Saturday, December 29, 2007

consumer decision making

I was just reading an article on the Journal of Consumer Affairs about consumer decision making in a very emotionally charged, confusing, and time pressured context (funeral services). This is a tough combination of a challenging environment, novice decision makers, and aggressive sales practices.

Not a situation I would wish on anyone, but a great scenario for research because it is an serious edge case - bringing out the extremes of the human decision making process. The researchers found that consumers of these services generally used many of the cognitive load-reducing decision heuristics that have been called biases specifically because of these results. I don't blame any consumer facing the death of a loved one for trying to reduce the attention dedicated to picking a coffin, plot, embalming services et&c. But the problem is that they

1. evaluated very few alternatives
2. trusted the reliability of the information they were given (by salespeople)
3. did not search for additional information

The authors suggest government regulation. My default opinion about regulation is that we should give consumers all the information they need, but not to constrain their choice. But in this case, perhaps stronger regulation is needed because it is hard to require consumers in this context to be responsible information acquirers and processors.

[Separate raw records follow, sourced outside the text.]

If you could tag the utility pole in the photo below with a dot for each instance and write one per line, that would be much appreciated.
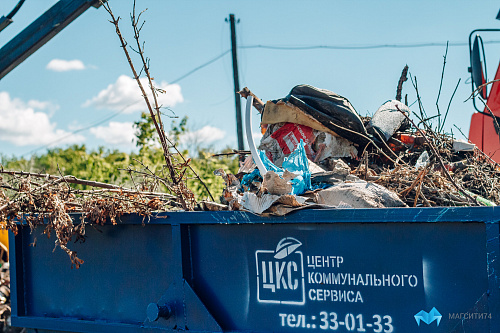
(239, 126)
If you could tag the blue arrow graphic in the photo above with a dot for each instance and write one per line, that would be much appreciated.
(428, 317)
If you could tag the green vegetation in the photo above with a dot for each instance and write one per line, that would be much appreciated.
(110, 166)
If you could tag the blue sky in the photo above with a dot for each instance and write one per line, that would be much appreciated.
(81, 77)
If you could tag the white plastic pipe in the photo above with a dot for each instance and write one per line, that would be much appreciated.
(251, 144)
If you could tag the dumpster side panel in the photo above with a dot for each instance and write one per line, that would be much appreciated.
(125, 269)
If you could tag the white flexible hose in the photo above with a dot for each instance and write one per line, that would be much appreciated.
(251, 144)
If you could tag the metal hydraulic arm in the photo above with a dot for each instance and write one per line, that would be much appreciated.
(41, 31)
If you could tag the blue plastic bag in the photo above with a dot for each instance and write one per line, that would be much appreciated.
(296, 163)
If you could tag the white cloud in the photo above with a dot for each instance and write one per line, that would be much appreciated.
(116, 133)
(125, 93)
(60, 65)
(205, 135)
(21, 124)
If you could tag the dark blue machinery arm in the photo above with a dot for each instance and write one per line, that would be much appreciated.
(40, 32)
(343, 270)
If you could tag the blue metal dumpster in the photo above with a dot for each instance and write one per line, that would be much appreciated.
(345, 270)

Saturday, December 01, 2007

chicken sexing

OK, this is my favorite example of fractionation. Thanks to Jared Spool who talks about it in his webcast The Dawning of the Age of Experience. Basically, chicken farms profit by identifying the gender of their baby chicks as early as possible. Unfortunately, there are no physical differences between the male and female babies for several months. With no expertise, that gives them a 50/50 chance of guessing correctly. There are experts who can get up to 80/20, but they can't articulate how they know. They have fractionated their male/female schema so that they can recognize the differences, but there are no connections to any labels. They "just know."

So the training process simply repeats the learning process. A new hire categorizes the baby chicks by gender (at an accuracy of just 50/50 because they don't have any clue), and the expert hits them on the shoulder when they are wrong (feedback). After a few weeks (and hundreds of chicks), the new hires can get up to 70/30 accuracy rates, even though they also can't say quite how they know.

It is a great example of how much cognition goes on in areas of the brain that are simply not accessible to conscious examination.